Lemonade out of lemons?
All is not lost, however. Recent statements by US officials reveal a growing understanding that resolving a 50-year-old territorial conflict in two months is easier said than done.
Morocco’s and Polisario’s divergent understanding of the parameters of the talks reveal that Resolution 2797’s ambiguity is anything but constructive.
On the one hand, Morocco insists that these are technical talks aimed at implementing its recently revised and expanded proposal to annex the territory while conceding proscribed administrative autonomy.
On the other hand, Polisario is willing to engage in broad and far-ranging discussions that could include Morocco’s proposal, provided negotiations are not limited to it under the Security Council’s longstanding call for talks without preconditions affirmed in Resolution 2797.

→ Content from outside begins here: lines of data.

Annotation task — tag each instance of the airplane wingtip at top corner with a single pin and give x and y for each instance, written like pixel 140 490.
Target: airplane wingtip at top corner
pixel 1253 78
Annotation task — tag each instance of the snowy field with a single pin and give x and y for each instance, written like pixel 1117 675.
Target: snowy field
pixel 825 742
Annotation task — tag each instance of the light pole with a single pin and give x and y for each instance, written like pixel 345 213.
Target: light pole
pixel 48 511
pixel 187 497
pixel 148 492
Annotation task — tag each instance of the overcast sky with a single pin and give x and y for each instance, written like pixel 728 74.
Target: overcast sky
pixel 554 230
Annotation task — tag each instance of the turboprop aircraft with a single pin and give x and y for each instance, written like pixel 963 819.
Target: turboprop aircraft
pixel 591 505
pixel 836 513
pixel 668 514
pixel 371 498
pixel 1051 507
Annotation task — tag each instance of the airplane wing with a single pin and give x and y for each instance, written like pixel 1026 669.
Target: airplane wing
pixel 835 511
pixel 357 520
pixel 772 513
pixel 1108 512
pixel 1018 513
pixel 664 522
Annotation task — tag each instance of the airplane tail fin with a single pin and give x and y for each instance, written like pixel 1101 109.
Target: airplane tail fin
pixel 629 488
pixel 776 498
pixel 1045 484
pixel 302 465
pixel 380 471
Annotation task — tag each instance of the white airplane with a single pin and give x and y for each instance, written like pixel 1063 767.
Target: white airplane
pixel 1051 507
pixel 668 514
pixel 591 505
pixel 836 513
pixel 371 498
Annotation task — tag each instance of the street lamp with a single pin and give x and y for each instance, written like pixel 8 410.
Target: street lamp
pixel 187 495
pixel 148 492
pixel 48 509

These divergent understandings have been exacerbated by Washington’s partisan bias going into these talks.
A more patient, balanced and transparent approach is thus warranted. Reaching a settlement in Western Sahara will require a clear and agreed negotiating framework that encompasses Resolution 2797 in its totality. Though key North Atlantic powers on the Security Council may be committed to Resolution 2797, it should be noted that Morocco and Polisario are formally not – and under Chapter VI of the UN Charter, they cannot be compelled otherwise.
As a starting point, the US and UN chairs of the process should ask Morocco and Polisario to engage in meaningful confidence-building measures, starting with the release of prominent Sahrawi political prisoners in Moroccan jails and a cessation of attacks by Polisario forces throughout the duration of talks.

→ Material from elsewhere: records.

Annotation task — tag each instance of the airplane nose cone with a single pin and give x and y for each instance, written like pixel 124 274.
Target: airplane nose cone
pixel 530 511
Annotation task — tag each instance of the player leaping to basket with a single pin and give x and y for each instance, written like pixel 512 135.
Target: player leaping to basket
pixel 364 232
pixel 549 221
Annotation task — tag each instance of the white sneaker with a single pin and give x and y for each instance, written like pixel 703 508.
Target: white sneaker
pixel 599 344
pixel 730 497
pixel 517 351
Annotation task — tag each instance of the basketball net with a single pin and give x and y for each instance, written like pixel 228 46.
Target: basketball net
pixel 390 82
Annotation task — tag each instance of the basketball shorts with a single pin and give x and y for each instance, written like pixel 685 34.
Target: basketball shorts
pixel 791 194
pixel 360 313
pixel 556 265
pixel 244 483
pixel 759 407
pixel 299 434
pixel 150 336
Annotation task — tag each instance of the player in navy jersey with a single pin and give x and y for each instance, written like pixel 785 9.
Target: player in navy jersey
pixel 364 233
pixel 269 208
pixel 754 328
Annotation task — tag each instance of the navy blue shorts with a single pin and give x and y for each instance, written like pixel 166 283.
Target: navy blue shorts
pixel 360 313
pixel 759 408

From there, future rounds should initially focus on forging a mutually agreed statement of negotiating principles consistent with all of Resolution 2797’s parameters. This document would then be undersigned by Algeria, Mauritania, the UN and the US, allowing for negotiations to ease into a more technical phase.
Such a statement of peace principles would not only allow the process to move forward but would constitute a major breakthrough: the first signed agreement between Morocco and Polisario in nearly three decades.